Damsky didn't explain what he meant by that remark, and since he died in 2009, we're not likely to get an explanation. I understand it as saying that chess960 somehow sets chess back, a notion which I've already encountered in this blog.
First we had More Arguments Against Chess960, where I quoted Tim Krabbé saying, 'Any form of shuffle chess puts chess back 200 years'. This wasn't just the respected Dutch writer having a bad hair day. Some time earlier he is on record saying, 'chess would be put back 100 years'. The more he thinks about chess960, the more it puts chess back.
Later we had A Highbrow Dismissal of Chess960, where I quoted Mark Dvoretsky saying, '[Chess960] games almost never show us any aesthetic value. If we remember how hard it can be to discover the secrets of a position even in traditional chess, where we can refer to many generations' worth of experience, what I’m saying becomes logically obvious.'
I was reminded of all this when I encountered John Watson Book Review #82 : Historical and Biographical Works, Installment 3 on TWIC. In that 'review', really several reviews rolled into one article, the American IM tackled two books by GM John Nunn: 'Grandmaster Chess Move by Move' and 'Nunn's Chess Puzzle Book'. The review isn't dated, but the newest book reviewed was published in 2007, so it's from a few years ago. My interest on this blog is in the 'Puzzle Book', where Watson wrote,
I'd like to describe a fascinating and potentially controversial section that Nunn incorporated into this book, one that seems to have escaped notice in most book reviews: his historical comparison of older, pre-World War I players to modern ones. Nunn calls this section 'The Test of Time'.
In his review Watson quoted large portions of the book, enough to let us follow Nunn's complete train of thought. The British GM started,
One of the great perennial questions in chess is: how do the great masters of the past compare with the leading players of today? Like all really interesting questions, it is very hard to answer. It is even possible to disagree on the ground rules for the comparison: for example, should you take into account the development of chess theory over the intervening time, and not mark down the old masters for their naive handling of many opening systems?
He then went on to describe the results of a study where he compared the games of the great 1911 Karlsbad tournament with the 1993 Biel Interzonal.

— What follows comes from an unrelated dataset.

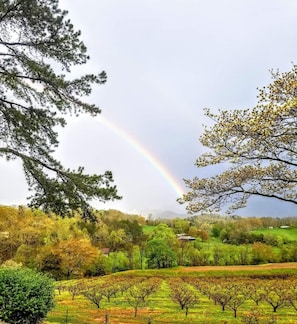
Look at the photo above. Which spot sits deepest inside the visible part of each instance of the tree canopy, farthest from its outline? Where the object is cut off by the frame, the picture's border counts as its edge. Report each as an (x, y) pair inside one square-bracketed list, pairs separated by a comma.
[(256, 148), (38, 48)]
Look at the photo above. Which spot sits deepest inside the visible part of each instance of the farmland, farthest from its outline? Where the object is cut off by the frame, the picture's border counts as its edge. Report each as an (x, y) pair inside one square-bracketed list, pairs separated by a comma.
[(160, 307)]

Since the Karlsbad tournament was played 100 years ago, you can guess where I'm going with this post...
Today is Christmas Eve, I'm running late, and there are more pressing matters than the evolution of chess theory. I'll leave you to read Watson's synopsis of Nunn's findings and will come back to the topic for my next post, scheduled for the day of New Year's Eve.
To all those who celebrate the holiday, have a Merry Christmas! And please be careful about drinking and driving.